Taking care of bricks and mortar
When it comes to technology investment, businesses have been, quite rightly, very focused on protecting themselves against the cyber threat. In fact, UK businesses cite remaining secure to cyber threats as one of the biggest challenges facing their IT department, trumped only by changing IT infrastructure and cloud adoption. The recent and globally widespread WannaCry attack is a good example of why these concerns are well founded. However, businesses also need to ensure that they are maintaining the physical fabric of their business and IT environments too.
This year’s analysis showed that 8 out of 10 invocations are due to workplace incidents and 2016 saw the highest level of environmental issues since the annual analysis began over two decades ago. Clearly there is a need for businesses to pay closer attention to the environment in which they house their employees and hardware and not just put all their efforts into ensuring a robust and secure virtual infrastructure.
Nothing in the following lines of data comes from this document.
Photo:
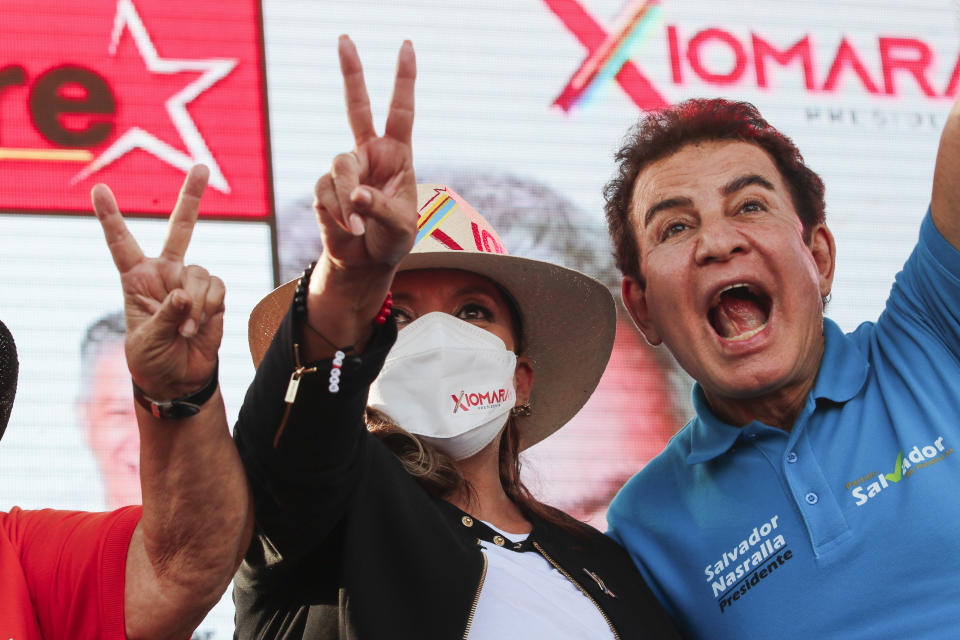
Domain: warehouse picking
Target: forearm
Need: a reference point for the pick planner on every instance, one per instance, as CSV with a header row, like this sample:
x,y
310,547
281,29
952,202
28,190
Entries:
x,y
300,481
945,203
196,524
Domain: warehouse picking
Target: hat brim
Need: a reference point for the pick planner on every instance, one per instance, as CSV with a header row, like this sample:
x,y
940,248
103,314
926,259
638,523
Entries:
x,y
568,320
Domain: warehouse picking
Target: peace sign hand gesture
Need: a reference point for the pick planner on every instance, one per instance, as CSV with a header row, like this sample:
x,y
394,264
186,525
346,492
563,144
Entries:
x,y
367,204
174,313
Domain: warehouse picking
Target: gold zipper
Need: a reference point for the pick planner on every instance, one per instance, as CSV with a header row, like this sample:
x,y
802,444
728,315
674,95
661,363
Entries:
x,y
476,598
577,584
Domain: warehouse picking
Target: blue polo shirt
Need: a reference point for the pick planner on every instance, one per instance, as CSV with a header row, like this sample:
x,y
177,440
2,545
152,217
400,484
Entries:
x,y
846,527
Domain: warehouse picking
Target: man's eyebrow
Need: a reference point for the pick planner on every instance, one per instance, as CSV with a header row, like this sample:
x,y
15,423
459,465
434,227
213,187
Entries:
x,y
669,203
745,181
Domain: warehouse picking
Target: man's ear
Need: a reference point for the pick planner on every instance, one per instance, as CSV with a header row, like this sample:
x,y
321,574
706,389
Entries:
x,y
523,379
635,300
824,251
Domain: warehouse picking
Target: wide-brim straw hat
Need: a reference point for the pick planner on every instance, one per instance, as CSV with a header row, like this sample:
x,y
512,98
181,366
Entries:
x,y
568,319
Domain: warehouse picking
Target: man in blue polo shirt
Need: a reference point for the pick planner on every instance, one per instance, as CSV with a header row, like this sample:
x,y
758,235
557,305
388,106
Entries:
x,y
814,493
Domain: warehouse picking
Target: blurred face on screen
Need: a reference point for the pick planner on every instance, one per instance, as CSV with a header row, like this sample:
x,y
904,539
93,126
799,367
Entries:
x,y
110,426
626,422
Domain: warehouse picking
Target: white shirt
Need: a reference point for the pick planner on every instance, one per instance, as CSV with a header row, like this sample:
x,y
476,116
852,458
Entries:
x,y
524,597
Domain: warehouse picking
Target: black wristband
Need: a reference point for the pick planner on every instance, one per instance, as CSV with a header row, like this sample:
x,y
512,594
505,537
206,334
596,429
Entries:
x,y
182,407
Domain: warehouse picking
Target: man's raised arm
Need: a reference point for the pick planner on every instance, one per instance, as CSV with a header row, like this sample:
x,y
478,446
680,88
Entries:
x,y
945,203
197,517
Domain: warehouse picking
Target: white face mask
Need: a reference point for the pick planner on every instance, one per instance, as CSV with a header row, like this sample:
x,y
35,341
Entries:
x,y
449,382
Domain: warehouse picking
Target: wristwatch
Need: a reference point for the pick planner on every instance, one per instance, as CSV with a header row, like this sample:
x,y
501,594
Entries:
x,y
182,407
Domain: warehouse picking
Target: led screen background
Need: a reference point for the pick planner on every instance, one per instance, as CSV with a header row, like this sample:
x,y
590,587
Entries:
x,y
864,96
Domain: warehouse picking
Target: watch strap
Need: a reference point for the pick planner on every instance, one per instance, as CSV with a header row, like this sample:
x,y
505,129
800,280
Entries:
x,y
182,407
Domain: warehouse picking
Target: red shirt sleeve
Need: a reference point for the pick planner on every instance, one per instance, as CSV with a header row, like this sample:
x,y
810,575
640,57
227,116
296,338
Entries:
x,y
74,564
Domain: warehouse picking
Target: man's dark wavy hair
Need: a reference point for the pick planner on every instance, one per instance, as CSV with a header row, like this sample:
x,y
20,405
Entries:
x,y
662,133
9,368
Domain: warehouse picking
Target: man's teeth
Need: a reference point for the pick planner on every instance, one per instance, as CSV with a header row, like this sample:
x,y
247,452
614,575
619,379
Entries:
x,y
747,334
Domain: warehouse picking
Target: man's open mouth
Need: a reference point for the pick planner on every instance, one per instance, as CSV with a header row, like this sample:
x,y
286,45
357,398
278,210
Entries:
x,y
739,312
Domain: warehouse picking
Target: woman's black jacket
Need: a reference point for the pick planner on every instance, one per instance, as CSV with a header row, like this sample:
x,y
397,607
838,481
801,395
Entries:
x,y
348,545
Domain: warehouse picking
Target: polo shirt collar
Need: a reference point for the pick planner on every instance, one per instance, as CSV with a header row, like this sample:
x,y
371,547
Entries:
x,y
843,372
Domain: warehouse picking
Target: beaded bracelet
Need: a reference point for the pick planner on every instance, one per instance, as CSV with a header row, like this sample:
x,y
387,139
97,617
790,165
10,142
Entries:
x,y
300,308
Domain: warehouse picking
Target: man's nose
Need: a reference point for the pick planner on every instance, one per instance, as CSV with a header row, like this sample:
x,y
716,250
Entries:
x,y
718,240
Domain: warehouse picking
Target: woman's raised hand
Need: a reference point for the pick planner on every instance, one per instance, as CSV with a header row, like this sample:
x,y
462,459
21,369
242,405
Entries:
x,y
367,204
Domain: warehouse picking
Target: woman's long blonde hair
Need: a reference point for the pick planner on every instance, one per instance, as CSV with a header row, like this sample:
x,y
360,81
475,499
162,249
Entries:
x,y
439,476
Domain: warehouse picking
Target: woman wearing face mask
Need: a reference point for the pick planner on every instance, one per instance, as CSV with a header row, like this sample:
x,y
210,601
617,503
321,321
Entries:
x,y
386,480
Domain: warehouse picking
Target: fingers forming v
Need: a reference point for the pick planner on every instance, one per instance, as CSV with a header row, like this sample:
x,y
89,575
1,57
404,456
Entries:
x,y
123,246
195,280
185,213
400,117
355,92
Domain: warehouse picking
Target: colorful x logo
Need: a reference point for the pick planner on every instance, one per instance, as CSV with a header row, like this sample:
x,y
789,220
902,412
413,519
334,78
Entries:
x,y
460,403
607,53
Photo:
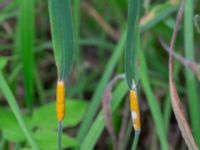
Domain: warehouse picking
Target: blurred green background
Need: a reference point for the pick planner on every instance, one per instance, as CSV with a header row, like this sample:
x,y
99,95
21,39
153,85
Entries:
x,y
28,75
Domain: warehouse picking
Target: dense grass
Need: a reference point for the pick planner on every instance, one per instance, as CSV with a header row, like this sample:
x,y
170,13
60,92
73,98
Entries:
x,y
28,74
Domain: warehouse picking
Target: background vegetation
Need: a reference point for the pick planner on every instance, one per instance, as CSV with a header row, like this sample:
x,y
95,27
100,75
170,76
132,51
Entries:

We can take inspiration here from one of our most important historical landmarks – Buckingham Palace. Due for its biggest refurbishment since the Second World War, the cost of the project has a current price tag of £360 million to carry out essential work to mitigate against ‘catastrophic building failure’. Maintaining the physical fabric of the workplace and integrity of organisational datacentres or computer rooms on a regular basis will help guard against infrastructure failures and avoid the hefty price tag attached to infrequent upgrades, poor change management or both.
Powering the people
It may surprise some that something as simple as maintaining power to the workplace is a real issue for businesses. Despite power outages consistently making the top three reasons for businesses to use their recovery plans in anger, these instances are on the rise for the third successive year, now accounting for one in four failures (24%) – up from the one in five in previous years, 19% (2015) and 18% (2014). With revenue growth often attached to a productive and effective workforce, the potential impact on the bottom line is clear to see.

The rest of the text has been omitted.